In summary then, caching is an integral part of all computing devices
from CPU, to hard disk, to the World Wide Web, all of which depend
on it for efficient flow of data. It is not reasonable to seek to
reduce the effectiveness of the Internet architecture or its underlying
mechanisms because one wishes to apply a transposed cpm business model
(see also: http://www.pbs.org/cringely/pulpit/pulpit19990923.html).
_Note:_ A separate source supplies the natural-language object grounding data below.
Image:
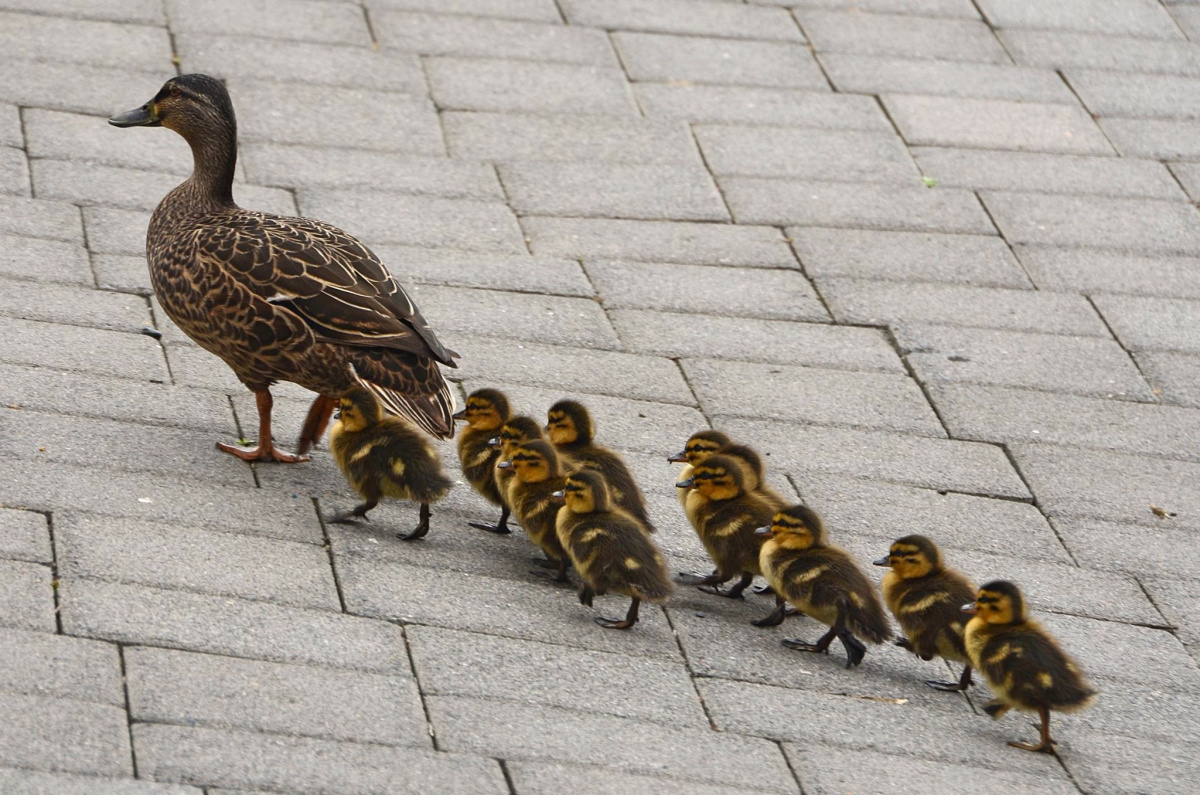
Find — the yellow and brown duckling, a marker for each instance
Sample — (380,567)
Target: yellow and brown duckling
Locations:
(823,583)
(725,516)
(569,426)
(486,411)
(537,476)
(610,549)
(1021,662)
(384,456)
(925,597)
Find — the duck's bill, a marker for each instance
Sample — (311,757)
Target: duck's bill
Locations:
(143,117)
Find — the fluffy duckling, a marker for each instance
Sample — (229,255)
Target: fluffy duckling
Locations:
(1021,662)
(822,581)
(925,597)
(537,477)
(569,426)
(486,411)
(384,456)
(725,516)
(609,548)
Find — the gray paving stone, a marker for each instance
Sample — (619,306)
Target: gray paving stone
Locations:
(36,663)
(879,455)
(489,37)
(354,118)
(739,292)
(1175,376)
(856,723)
(903,36)
(1079,365)
(103,43)
(24,536)
(825,770)
(861,508)
(1128,225)
(682,17)
(659,241)
(1152,323)
(755,340)
(553,675)
(304,764)
(856,205)
(1065,49)
(1155,138)
(991,413)
(723,61)
(30,782)
(880,401)
(61,735)
(516,137)
(293,61)
(748,105)
(841,155)
(85,350)
(907,257)
(545,778)
(875,303)
(1109,485)
(142,553)
(520,87)
(309,21)
(1085,270)
(457,311)
(1041,173)
(995,124)
(613,190)
(216,625)
(527,733)
(228,693)
(546,275)
(417,220)
(37,219)
(45,261)
(1111,17)
(868,75)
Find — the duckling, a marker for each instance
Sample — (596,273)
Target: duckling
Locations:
(1021,662)
(725,516)
(609,548)
(486,411)
(924,597)
(384,456)
(569,426)
(822,581)
(537,476)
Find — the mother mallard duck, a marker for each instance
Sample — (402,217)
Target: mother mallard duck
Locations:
(281,298)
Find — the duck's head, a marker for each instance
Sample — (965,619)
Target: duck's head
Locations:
(999,602)
(701,446)
(533,461)
(586,492)
(912,556)
(569,422)
(796,527)
(486,410)
(718,478)
(190,105)
(358,408)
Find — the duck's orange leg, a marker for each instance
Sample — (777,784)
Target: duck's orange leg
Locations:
(265,449)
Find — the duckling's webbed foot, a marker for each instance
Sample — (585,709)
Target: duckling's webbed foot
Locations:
(423,526)
(617,623)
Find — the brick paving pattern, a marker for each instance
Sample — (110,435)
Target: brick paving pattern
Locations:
(939,259)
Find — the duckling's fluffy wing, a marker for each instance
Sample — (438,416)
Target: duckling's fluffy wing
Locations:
(327,276)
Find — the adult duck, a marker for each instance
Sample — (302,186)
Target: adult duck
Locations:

Ultimately good Internet user experience will benefit everyone including
both publishers and advertisers.
- Can web caching be used to pre-emptively download
frequently viewed pages at off hours?
Some web browsers have a subscription function that allows users
to automate downloads of certain web pages. The user simply indicates
a frequency and a time of day for their preferred pages to be downloaded
from the originating site. This subscription feature is generally
favored by dial-up users wishing to browse their preferred site without
constantly redialing their ISP. However, automated downloads can also
be combined with a LAN based web caching server to reduce bandwidth
usage at peak periods.
Consider a company with several people who read the same web pages
on a daily basis. The administrator could program a browser to download
the most popular pages daily at 5:00 AM, causing them to be cached
by the LAN based web caching server. LAN users viewing the pages at
peak traffic times later in the day would avoid using bandwidth to
the Internet, experience improved response times and lower overall
congestion for other users.
- Conclusion
The view is commonly held among Internet architects that web caching
is beneficial if not essential to network efficiency. As was mentioned
in part one, growth of the Internet is outpacing Moore's Law. The
complexity of a network increases roughly in proportion to the square
of the number of nodes. The resulting exponential increase in complexity
is multiplied by already exponential growth. Parkinson's
Law is against us. No experimental, mathematical or theoretical
model of Internet growth will allow us to be optimistic about bandwidth
availability solving congestion problems. These problems can only
be solved through more intelligent bandwidth and resource management
strategies. Without web caching, such strategies would be crippled.